Возвращаясь от греко-римской к современной российской обрядности, можно с уверенностью заключить, что в прозе и поэзии концептуализма разыгрывалась Кострома — праздник изготовления, воспевания, а затем сожжения и утопления советского чучела.
(Кстати, то, как любая революция, культурная в том числе, обязательно апеллирует к архаическим пластам сознания, видно и с изнанки концептуализма, с противоположно-советской стороны: напомню о сожжении чучела Евтушенко во дворике Союза писателей на Поварской.)
Новый этап развития литературы — после концептуализма (в том числе у тех же авторов, тех же действующих лиц современной российской словесности) — уже получил наименование «новой искренности» и «нового сентиментализма». Основанный на ностальгическом возвращении литературе утраченной эмоциональности, новый сентиментализм оппонирует (зачастую в пределах одной и той же авторской личности) концептуализму, во многом исчерпавшему пафос осмеяния советских клише и стереотипов, концептуализму отвердевающему, умирающему, издыхающему, потерявшему ярость, злободневную витальность, растратившему пыл. Пришло время «Портрета художника в юности» Бахыта Кенжеева, «Парафразиса» Тимура Кибирова, «Чапаева и Пустоты» Виктора Пелевина — античный театр наоборот: сначала — сатирова драма, потом — трагедия. Вернее, не трагедия, а элегия: песнь об ушедшем, свободная от насмешки. Вот какой симпатичный у Б. Кенжеева изображен «дядя Ксенофонт», «в творчестве у которого преобладали мотивы эстетства и буржуазного гуманизма», дядя героя-рассказчика, вспоминающего свою юность: «Был он в грубоватом хитоне, напяленном поверх гимнастерки, с лирой, которую почему-то держал под мышкой, в простеньком сосновом венке с единственной веточкой лавра. <…> через весь подиум за спиной у Ксенофонта тянулся лозунг: «С лирой в руках — на строительство мира», а внизу, как бывает на курортных фотографиях, каллиграфическая надпись сообщала: «Второй съезд советских экзотериков, Москва, 1936»» («Октябрь», 1995, № 1).

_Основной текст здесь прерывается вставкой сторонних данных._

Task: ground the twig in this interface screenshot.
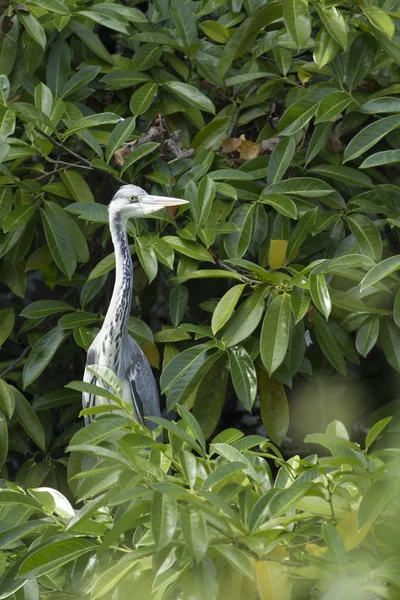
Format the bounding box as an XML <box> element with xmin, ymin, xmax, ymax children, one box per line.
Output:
<box><xmin>34</xmin><ymin>166</ymin><xmax>68</xmax><ymax>181</ymax></box>
<box><xmin>0</xmin><ymin>346</ymin><xmax>30</xmax><ymax>378</ymax></box>
<box><xmin>211</xmin><ymin>254</ymin><xmax>259</xmax><ymax>285</ymax></box>
<box><xmin>38</xmin><ymin>130</ymin><xmax>92</xmax><ymax>166</ymax></box>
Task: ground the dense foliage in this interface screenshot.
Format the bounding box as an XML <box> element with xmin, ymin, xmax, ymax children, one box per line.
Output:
<box><xmin>2</xmin><ymin>0</ymin><xmax>400</xmax><ymax>596</ymax></box>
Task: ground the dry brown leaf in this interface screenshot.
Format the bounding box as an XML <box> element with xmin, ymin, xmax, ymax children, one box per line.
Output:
<box><xmin>113</xmin><ymin>147</ymin><xmax>131</xmax><ymax>166</ymax></box>
<box><xmin>238</xmin><ymin>139</ymin><xmax>261</xmax><ymax>161</ymax></box>
<box><xmin>222</xmin><ymin>137</ymin><xmax>242</xmax><ymax>154</ymax></box>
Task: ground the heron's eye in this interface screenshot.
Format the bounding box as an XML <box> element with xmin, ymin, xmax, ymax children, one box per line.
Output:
<box><xmin>130</xmin><ymin>196</ymin><xmax>140</xmax><ymax>203</ymax></box>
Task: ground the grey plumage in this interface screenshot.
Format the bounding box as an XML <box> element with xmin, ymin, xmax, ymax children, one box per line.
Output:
<box><xmin>82</xmin><ymin>185</ymin><xmax>188</xmax><ymax>430</ymax></box>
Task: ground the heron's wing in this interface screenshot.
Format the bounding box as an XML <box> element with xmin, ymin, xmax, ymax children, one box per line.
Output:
<box><xmin>125</xmin><ymin>336</ymin><xmax>160</xmax><ymax>431</ymax></box>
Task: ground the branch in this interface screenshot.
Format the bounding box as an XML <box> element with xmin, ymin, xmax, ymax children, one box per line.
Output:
<box><xmin>211</xmin><ymin>254</ymin><xmax>259</xmax><ymax>285</ymax></box>
<box><xmin>0</xmin><ymin>346</ymin><xmax>30</xmax><ymax>378</ymax></box>
<box><xmin>38</xmin><ymin>130</ymin><xmax>92</xmax><ymax>166</ymax></box>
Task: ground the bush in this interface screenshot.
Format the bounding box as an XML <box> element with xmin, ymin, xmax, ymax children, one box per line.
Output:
<box><xmin>2</xmin><ymin>0</ymin><xmax>400</xmax><ymax>596</ymax></box>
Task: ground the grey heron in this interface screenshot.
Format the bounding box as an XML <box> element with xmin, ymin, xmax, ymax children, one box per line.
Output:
<box><xmin>82</xmin><ymin>184</ymin><xmax>188</xmax><ymax>431</ymax></box>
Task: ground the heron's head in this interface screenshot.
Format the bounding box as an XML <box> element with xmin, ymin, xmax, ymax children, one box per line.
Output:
<box><xmin>110</xmin><ymin>184</ymin><xmax>188</xmax><ymax>218</ymax></box>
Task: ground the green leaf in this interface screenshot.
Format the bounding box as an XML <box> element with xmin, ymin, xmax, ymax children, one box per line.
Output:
<box><xmin>0</xmin><ymin>16</ymin><xmax>19</xmax><ymax>77</ymax></box>
<box><xmin>160</xmin><ymin>344</ymin><xmax>211</xmax><ymax>393</ymax></box>
<box><xmin>174</xmin><ymin>270</ymin><xmax>243</xmax><ymax>284</ymax></box>
<box><xmin>198</xmin><ymin>176</ymin><xmax>215</xmax><ymax>227</ymax></box>
<box><xmin>163</xmin><ymin>236</ymin><xmax>213</xmax><ymax>262</ymax></box>
<box><xmin>308</xmin><ymin>164</ymin><xmax>372</xmax><ymax>188</ymax></box>
<box><xmin>0</xmin><ymin>308</ymin><xmax>14</xmax><ymax>348</ymax></box>
<box><xmin>211</xmin><ymin>284</ymin><xmax>246</xmax><ymax>334</ymax></box>
<box><xmin>60</xmin><ymin>171</ymin><xmax>94</xmax><ymax>203</ymax></box>
<box><xmin>356</xmin><ymin>315</ymin><xmax>379</xmax><ymax>358</ymax></box>
<box><xmin>360</xmin><ymin>256</ymin><xmax>400</xmax><ymax>291</ymax></box>
<box><xmin>0</xmin><ymin>408</ymin><xmax>7</xmax><ymax>468</ymax></box>
<box><xmin>313</xmin><ymin>311</ymin><xmax>347</xmax><ymax>375</ymax></box>
<box><xmin>22</xmin><ymin>327</ymin><xmax>69</xmax><ymax>389</ymax></box>
<box><xmin>224</xmin><ymin>204</ymin><xmax>254</xmax><ymax>259</ymax></box>
<box><xmin>105</xmin><ymin>117</ymin><xmax>136</xmax><ymax>163</ymax></box>
<box><xmin>358</xmin><ymin>481</ymin><xmax>397</xmax><ymax>530</ymax></box>
<box><xmin>258</xmin><ymin>366</ymin><xmax>289</xmax><ymax>446</ymax></box>
<box><xmin>347</xmin><ymin>214</ymin><xmax>382</xmax><ymax>262</ymax></box>
<box><xmin>18</xmin><ymin>538</ymin><xmax>96</xmax><ymax>578</ymax></box>
<box><xmin>64</xmin><ymin>113</ymin><xmax>121</xmax><ymax>139</ymax></box>
<box><xmin>228</xmin><ymin>347</ymin><xmax>257</xmax><ymax>412</ymax></box>
<box><xmin>180</xmin><ymin>509</ymin><xmax>208</xmax><ymax>563</ymax></box>
<box><xmin>101</xmin><ymin>70</ymin><xmax>152</xmax><ymax>90</ymax></box>
<box><xmin>283</xmin><ymin>0</ymin><xmax>311</xmax><ymax>49</ymax></box>
<box><xmin>221</xmin><ymin>286</ymin><xmax>266</xmax><ymax>347</ymax></box>
<box><xmin>130</xmin><ymin>83</ymin><xmax>158</xmax><ymax>117</ymax></box>
<box><xmin>260</xmin><ymin>194</ymin><xmax>297</xmax><ymax>219</ymax></box>
<box><xmin>315</xmin><ymin>6</ymin><xmax>348</xmax><ymax>50</ymax></box>
<box><xmin>12</xmin><ymin>387</ymin><xmax>46</xmax><ymax>451</ymax></box>
<box><xmin>71</xmin><ymin>20</ymin><xmax>113</xmax><ymax>64</ymax></box>
<box><xmin>61</xmin><ymin>66</ymin><xmax>101</xmax><ymax>99</ymax></box>
<box><xmin>269</xmin><ymin>483</ymin><xmax>312</xmax><ymax>516</ymax></box>
<box><xmin>313</xmin><ymin>29</ymin><xmax>339</xmax><ymax>69</ymax></box>
<box><xmin>69</xmin><ymin>415</ymin><xmax>130</xmax><ymax>447</ymax></box>
<box><xmin>78</xmin><ymin>10</ymin><xmax>128</xmax><ymax>33</ymax></box>
<box><xmin>360</xmin><ymin>149</ymin><xmax>400</xmax><ymax>169</ymax></box>
<box><xmin>0</xmin><ymin>379</ymin><xmax>14</xmax><ymax>419</ymax></box>
<box><xmin>136</xmin><ymin>237</ymin><xmax>158</xmax><ymax>283</ymax></box>
<box><xmin>171</xmin><ymin>0</ymin><xmax>198</xmax><ymax>55</ymax></box>
<box><xmin>58</xmin><ymin>312</ymin><xmax>99</xmax><ymax>329</ymax></box>
<box><xmin>266</xmin><ymin>177</ymin><xmax>333</xmax><ymax>197</ymax></box>
<box><xmin>151</xmin><ymin>490</ymin><xmax>178</xmax><ymax>550</ymax></box>
<box><xmin>215</xmin><ymin>544</ymin><xmax>254</xmax><ymax>580</ymax></box>
<box><xmin>380</xmin><ymin>317</ymin><xmax>400</xmax><ymax>373</ymax></box>
<box><xmin>169</xmin><ymin>285</ymin><xmax>189</xmax><ymax>327</ymax></box>
<box><xmin>2</xmin><ymin>204</ymin><xmax>37</xmax><ymax>233</ymax></box>
<box><xmin>343</xmin><ymin>115</ymin><xmax>400</xmax><ymax>163</ymax></box>
<box><xmin>219</xmin><ymin>3</ymin><xmax>283</xmax><ymax>79</ymax></box>
<box><xmin>192</xmin><ymin>116</ymin><xmax>231</xmax><ymax>151</ymax></box>
<box><xmin>309</xmin><ymin>274</ymin><xmax>331</xmax><ymax>320</ymax></box>
<box><xmin>120</xmin><ymin>142</ymin><xmax>160</xmax><ymax>174</ymax></box>
<box><xmin>20</xmin><ymin>300</ymin><xmax>73</xmax><ymax>319</ymax></box>
<box><xmin>315</xmin><ymin>91</ymin><xmax>353</xmax><ymax>123</ymax></box>
<box><xmin>346</xmin><ymin>34</ymin><xmax>377</xmax><ymax>90</ymax></box>
<box><xmin>46</xmin><ymin>39</ymin><xmax>70</xmax><ymax>97</ymax></box>
<box><xmin>91</xmin><ymin>552</ymin><xmax>146</xmax><ymax>600</ymax></box>
<box><xmin>17</xmin><ymin>10</ymin><xmax>46</xmax><ymax>49</ymax></box>
<box><xmin>291</xmin><ymin>287</ymin><xmax>310</xmax><ymax>324</ymax></box>
<box><xmin>193</xmin><ymin>353</ymin><xmax>229</xmax><ymax>439</ymax></box>
<box><xmin>362</xmin><ymin>6</ymin><xmax>394</xmax><ymax>38</ymax></box>
<box><xmin>287</xmin><ymin>208</ymin><xmax>317</xmax><ymax>260</ymax></box>
<box><xmin>365</xmin><ymin>416</ymin><xmax>391</xmax><ymax>451</ymax></box>
<box><xmin>40</xmin><ymin>208</ymin><xmax>76</xmax><ymax>279</ymax></box>
<box><xmin>164</xmin><ymin>81</ymin><xmax>215</xmax><ymax>114</ymax></box>
<box><xmin>260</xmin><ymin>294</ymin><xmax>291</xmax><ymax>375</ymax></box>
<box><xmin>267</xmin><ymin>137</ymin><xmax>296</xmax><ymax>185</ymax></box>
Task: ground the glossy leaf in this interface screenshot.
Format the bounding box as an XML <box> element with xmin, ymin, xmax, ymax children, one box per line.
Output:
<box><xmin>260</xmin><ymin>294</ymin><xmax>291</xmax><ymax>375</ymax></box>
<box><xmin>228</xmin><ymin>347</ymin><xmax>257</xmax><ymax>412</ymax></box>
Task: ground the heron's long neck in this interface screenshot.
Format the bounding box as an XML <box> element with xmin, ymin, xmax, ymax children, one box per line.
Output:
<box><xmin>101</xmin><ymin>210</ymin><xmax>132</xmax><ymax>363</ymax></box>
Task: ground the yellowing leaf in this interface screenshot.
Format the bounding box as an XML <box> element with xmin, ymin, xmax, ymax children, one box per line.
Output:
<box><xmin>268</xmin><ymin>240</ymin><xmax>288</xmax><ymax>269</ymax></box>
<box><xmin>222</xmin><ymin>137</ymin><xmax>242</xmax><ymax>154</ymax></box>
<box><xmin>238</xmin><ymin>139</ymin><xmax>261</xmax><ymax>160</ymax></box>
<box><xmin>255</xmin><ymin>560</ymin><xmax>291</xmax><ymax>600</ymax></box>
<box><xmin>141</xmin><ymin>342</ymin><xmax>160</xmax><ymax>369</ymax></box>
<box><xmin>305</xmin><ymin>543</ymin><xmax>327</xmax><ymax>557</ymax></box>
<box><xmin>336</xmin><ymin>509</ymin><xmax>371</xmax><ymax>551</ymax></box>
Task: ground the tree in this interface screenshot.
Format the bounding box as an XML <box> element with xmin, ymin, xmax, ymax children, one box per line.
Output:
<box><xmin>1</xmin><ymin>0</ymin><xmax>400</xmax><ymax>597</ymax></box>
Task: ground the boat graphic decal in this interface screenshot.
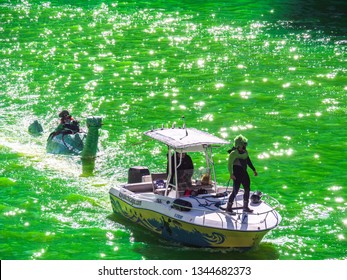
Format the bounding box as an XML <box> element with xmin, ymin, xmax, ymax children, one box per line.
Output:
<box><xmin>110</xmin><ymin>194</ymin><xmax>228</xmax><ymax>247</ymax></box>
<box><xmin>194</xmin><ymin>229</ymin><xmax>226</xmax><ymax>245</ymax></box>
<box><xmin>110</xmin><ymin>196</ymin><xmax>163</xmax><ymax>232</ymax></box>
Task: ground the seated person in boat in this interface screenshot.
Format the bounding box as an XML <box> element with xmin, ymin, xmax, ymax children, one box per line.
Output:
<box><xmin>167</xmin><ymin>152</ymin><xmax>194</xmax><ymax>189</ymax></box>
<box><xmin>201</xmin><ymin>173</ymin><xmax>211</xmax><ymax>186</ymax></box>
<box><xmin>53</xmin><ymin>110</ymin><xmax>80</xmax><ymax>136</ymax></box>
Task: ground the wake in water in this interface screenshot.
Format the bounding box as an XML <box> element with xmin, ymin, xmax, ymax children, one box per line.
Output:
<box><xmin>1</xmin><ymin>109</ymin><xmax>110</xmax><ymax>178</ymax></box>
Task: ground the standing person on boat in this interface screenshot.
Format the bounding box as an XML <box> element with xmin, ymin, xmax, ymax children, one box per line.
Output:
<box><xmin>55</xmin><ymin>110</ymin><xmax>80</xmax><ymax>135</ymax></box>
<box><xmin>226</xmin><ymin>135</ymin><xmax>258</xmax><ymax>214</ymax></box>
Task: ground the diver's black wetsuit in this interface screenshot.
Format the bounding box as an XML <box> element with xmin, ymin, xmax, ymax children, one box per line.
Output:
<box><xmin>228</xmin><ymin>148</ymin><xmax>256</xmax><ymax>204</ymax></box>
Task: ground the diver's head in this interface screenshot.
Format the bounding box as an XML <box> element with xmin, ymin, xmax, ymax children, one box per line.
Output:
<box><xmin>234</xmin><ymin>134</ymin><xmax>248</xmax><ymax>150</ymax></box>
<box><xmin>59</xmin><ymin>110</ymin><xmax>70</xmax><ymax>118</ymax></box>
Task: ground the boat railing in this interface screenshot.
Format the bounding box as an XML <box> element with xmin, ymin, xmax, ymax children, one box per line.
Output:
<box><xmin>261</xmin><ymin>194</ymin><xmax>282</xmax><ymax>210</ymax></box>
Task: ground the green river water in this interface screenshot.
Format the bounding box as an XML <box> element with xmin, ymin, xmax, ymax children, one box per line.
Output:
<box><xmin>0</xmin><ymin>0</ymin><xmax>346</xmax><ymax>260</ymax></box>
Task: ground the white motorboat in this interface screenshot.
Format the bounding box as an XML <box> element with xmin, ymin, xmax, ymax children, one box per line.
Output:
<box><xmin>109</xmin><ymin>126</ymin><xmax>281</xmax><ymax>248</ymax></box>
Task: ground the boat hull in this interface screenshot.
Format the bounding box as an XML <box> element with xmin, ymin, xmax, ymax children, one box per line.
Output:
<box><xmin>109</xmin><ymin>191</ymin><xmax>269</xmax><ymax>248</ymax></box>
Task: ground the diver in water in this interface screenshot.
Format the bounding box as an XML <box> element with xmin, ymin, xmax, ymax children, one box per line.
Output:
<box><xmin>55</xmin><ymin>110</ymin><xmax>80</xmax><ymax>135</ymax></box>
<box><xmin>48</xmin><ymin>110</ymin><xmax>80</xmax><ymax>139</ymax></box>
<box><xmin>226</xmin><ymin>135</ymin><xmax>258</xmax><ymax>214</ymax></box>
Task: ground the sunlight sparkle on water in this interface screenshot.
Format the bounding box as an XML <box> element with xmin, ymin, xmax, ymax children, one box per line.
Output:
<box><xmin>219</xmin><ymin>127</ymin><xmax>229</xmax><ymax>138</ymax></box>
<box><xmin>32</xmin><ymin>249</ymin><xmax>45</xmax><ymax>259</ymax></box>
<box><xmin>326</xmin><ymin>73</ymin><xmax>336</xmax><ymax>79</ymax></box>
<box><xmin>84</xmin><ymin>80</ymin><xmax>98</xmax><ymax>91</ymax></box>
<box><xmin>215</xmin><ymin>83</ymin><xmax>224</xmax><ymax>89</ymax></box>
<box><xmin>328</xmin><ymin>185</ymin><xmax>342</xmax><ymax>191</ymax></box>
<box><xmin>337</xmin><ymin>234</ymin><xmax>345</xmax><ymax>240</ymax></box>
<box><xmin>258</xmin><ymin>147</ymin><xmax>293</xmax><ymax>159</ymax></box>
<box><xmin>4</xmin><ymin>207</ymin><xmax>26</xmax><ymax>216</ymax></box>
<box><xmin>201</xmin><ymin>114</ymin><xmax>214</xmax><ymax>121</ymax></box>
<box><xmin>266</xmin><ymin>111</ymin><xmax>279</xmax><ymax>115</ymax></box>
<box><xmin>322</xmin><ymin>98</ymin><xmax>339</xmax><ymax>105</ymax></box>
<box><xmin>197</xmin><ymin>59</ymin><xmax>205</xmax><ymax>68</ymax></box>
<box><xmin>194</xmin><ymin>101</ymin><xmax>205</xmax><ymax>110</ymax></box>
<box><xmin>258</xmin><ymin>152</ymin><xmax>270</xmax><ymax>159</ymax></box>
<box><xmin>240</xmin><ymin>91</ymin><xmax>251</xmax><ymax>99</ymax></box>
<box><xmin>302</xmin><ymin>204</ymin><xmax>333</xmax><ymax>220</ymax></box>
<box><xmin>93</xmin><ymin>65</ymin><xmax>104</xmax><ymax>73</ymax></box>
<box><xmin>230</xmin><ymin>124</ymin><xmax>253</xmax><ymax>131</ymax></box>
<box><xmin>326</xmin><ymin>106</ymin><xmax>339</xmax><ymax>112</ymax></box>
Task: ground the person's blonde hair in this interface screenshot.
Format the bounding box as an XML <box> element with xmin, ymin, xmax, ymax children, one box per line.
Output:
<box><xmin>234</xmin><ymin>134</ymin><xmax>248</xmax><ymax>148</ymax></box>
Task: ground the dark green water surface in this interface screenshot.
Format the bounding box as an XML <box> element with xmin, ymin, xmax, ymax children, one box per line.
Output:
<box><xmin>0</xmin><ymin>0</ymin><xmax>346</xmax><ymax>260</ymax></box>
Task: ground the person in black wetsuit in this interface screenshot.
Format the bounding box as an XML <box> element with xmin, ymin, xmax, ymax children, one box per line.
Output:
<box><xmin>48</xmin><ymin>110</ymin><xmax>80</xmax><ymax>140</ymax></box>
<box><xmin>55</xmin><ymin>110</ymin><xmax>80</xmax><ymax>135</ymax></box>
<box><xmin>226</xmin><ymin>135</ymin><xmax>258</xmax><ymax>214</ymax></box>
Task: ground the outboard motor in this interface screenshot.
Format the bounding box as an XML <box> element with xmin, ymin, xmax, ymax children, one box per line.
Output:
<box><xmin>251</xmin><ymin>190</ymin><xmax>263</xmax><ymax>204</ymax></box>
<box><xmin>128</xmin><ymin>166</ymin><xmax>150</xmax><ymax>183</ymax></box>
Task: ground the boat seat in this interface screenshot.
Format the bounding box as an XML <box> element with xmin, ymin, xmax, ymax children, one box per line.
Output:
<box><xmin>151</xmin><ymin>172</ymin><xmax>168</xmax><ymax>194</ymax></box>
<box><xmin>124</xmin><ymin>182</ymin><xmax>154</xmax><ymax>193</ymax></box>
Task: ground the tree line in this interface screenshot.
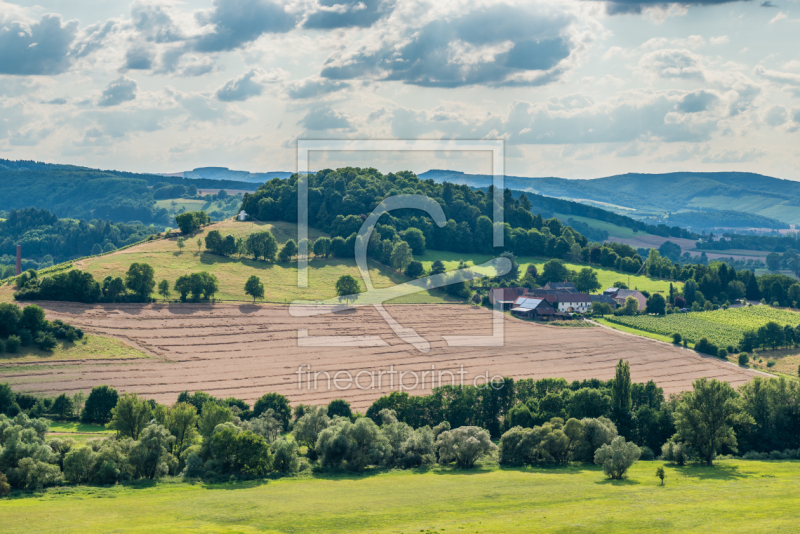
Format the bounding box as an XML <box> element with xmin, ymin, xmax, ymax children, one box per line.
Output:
<box><xmin>1</xmin><ymin>362</ymin><xmax>794</xmax><ymax>494</ymax></box>
<box><xmin>12</xmin><ymin>262</ymin><xmax>219</xmax><ymax>304</ymax></box>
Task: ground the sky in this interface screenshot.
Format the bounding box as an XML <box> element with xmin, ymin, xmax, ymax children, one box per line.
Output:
<box><xmin>0</xmin><ymin>0</ymin><xmax>799</xmax><ymax>179</ymax></box>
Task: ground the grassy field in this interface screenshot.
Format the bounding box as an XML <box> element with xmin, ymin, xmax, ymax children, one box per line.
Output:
<box><xmin>0</xmin><ymin>335</ymin><xmax>149</xmax><ymax>363</ymax></box>
<box><xmin>414</xmin><ymin>250</ymin><xmax>680</xmax><ymax>295</ymax></box>
<box><xmin>1</xmin><ymin>460</ymin><xmax>799</xmax><ymax>532</ymax></box>
<box><xmin>2</xmin><ymin>220</ymin><xmax>679</xmax><ymax>304</ymax></box>
<box><xmin>48</xmin><ymin>421</ymin><xmax>113</xmax><ymax>434</ymax></box>
<box><xmin>554</xmin><ymin>212</ymin><xmax>642</xmax><ymax>239</ymax></box>
<box><xmin>73</xmin><ymin>220</ymin><xmax>457</xmax><ymax>304</ymax></box>
<box><xmin>155</xmin><ymin>198</ymin><xmax>241</xmax><ymax>221</ymax></box>
<box><xmin>594</xmin><ymin>317</ymin><xmax>681</xmax><ymax>345</ymax></box>
<box><xmin>46</xmin><ymin>421</ymin><xmax>114</xmax><ymax>444</ymax></box>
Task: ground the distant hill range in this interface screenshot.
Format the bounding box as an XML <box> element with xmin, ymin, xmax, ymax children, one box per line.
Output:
<box><xmin>420</xmin><ymin>170</ymin><xmax>800</xmax><ymax>227</ymax></box>
<box><xmin>176</xmin><ymin>167</ymin><xmax>293</xmax><ymax>183</ymax></box>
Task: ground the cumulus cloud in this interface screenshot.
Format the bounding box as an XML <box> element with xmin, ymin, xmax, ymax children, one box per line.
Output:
<box><xmin>304</xmin><ymin>0</ymin><xmax>394</xmax><ymax>29</ymax></box>
<box><xmin>98</xmin><ymin>76</ymin><xmax>138</xmax><ymax>106</ymax></box>
<box><xmin>0</xmin><ymin>13</ymin><xmax>78</xmax><ymax>75</ymax></box>
<box><xmin>124</xmin><ymin>45</ymin><xmax>155</xmax><ymax>70</ymax></box>
<box><xmin>320</xmin><ymin>4</ymin><xmax>576</xmax><ymax>87</ymax></box>
<box><xmin>215</xmin><ymin>70</ymin><xmax>265</xmax><ymax>101</ymax></box>
<box><xmin>285</xmin><ymin>77</ymin><xmax>350</xmax><ymax>99</ymax></box>
<box><xmin>386</xmin><ymin>90</ymin><xmax>726</xmax><ymax>146</ymax></box>
<box><xmin>131</xmin><ymin>1</ymin><xmax>184</xmax><ymax>43</ymax></box>
<box><xmin>641</xmin><ymin>49</ymin><xmax>705</xmax><ymax>81</ymax></box>
<box><xmin>755</xmin><ymin>66</ymin><xmax>800</xmax><ymax>96</ymax></box>
<box><xmin>299</xmin><ymin>106</ymin><xmax>352</xmax><ymax>130</ymax></box>
<box><xmin>72</xmin><ymin>20</ymin><xmax>118</xmax><ymax>60</ymax></box>
<box><xmin>193</xmin><ymin>0</ymin><xmax>296</xmax><ymax>52</ymax></box>
<box><xmin>676</xmin><ymin>90</ymin><xmax>719</xmax><ymax>113</ymax></box>
<box><xmin>763</xmin><ymin>105</ymin><xmax>788</xmax><ymax>126</ymax></box>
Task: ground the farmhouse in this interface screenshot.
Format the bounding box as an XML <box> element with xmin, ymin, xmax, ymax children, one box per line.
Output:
<box><xmin>525</xmin><ymin>288</ymin><xmax>563</xmax><ymax>305</ymax></box>
<box><xmin>488</xmin><ymin>287</ymin><xmax>527</xmax><ymax>310</ymax></box>
<box><xmin>604</xmin><ymin>288</ymin><xmax>647</xmax><ymax>311</ymax></box>
<box><xmin>556</xmin><ymin>293</ymin><xmax>592</xmax><ymax>313</ymax></box>
<box><xmin>543</xmin><ymin>281</ymin><xmax>577</xmax><ymax>292</ymax></box>
<box><xmin>510</xmin><ymin>297</ymin><xmax>567</xmax><ymax>320</ymax></box>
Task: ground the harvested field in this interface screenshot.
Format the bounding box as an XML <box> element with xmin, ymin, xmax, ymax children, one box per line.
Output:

Ностальгически-элегическая интонация (от поэзии Кибирова до сегодняшних непременных обращений к пассажирам метро по внутреннему радио с напоминанием об особой культурной ценности станций московского метрополитена) противоположна агрессивной ностальгии политического толка, выражающейся в сталинистских плакатах и лозунгах, нежелании расстаться с трупом Ленина. В. Анпилов всем разъяснил, что так как тело Ленина находится ниже уровня земной поверхности, а бабушка захоронила Лермонтова в склепе со смотровым окошком, то вопрос с христианским аспектом захоронения исчерпан.
Чрезвычайно трогательная забота — со стороны анпилово-зюгановых — о христианском упокоении воинствующего безбожника, мумию которого пустить бы пеплом по ветру. И более не обсуждать.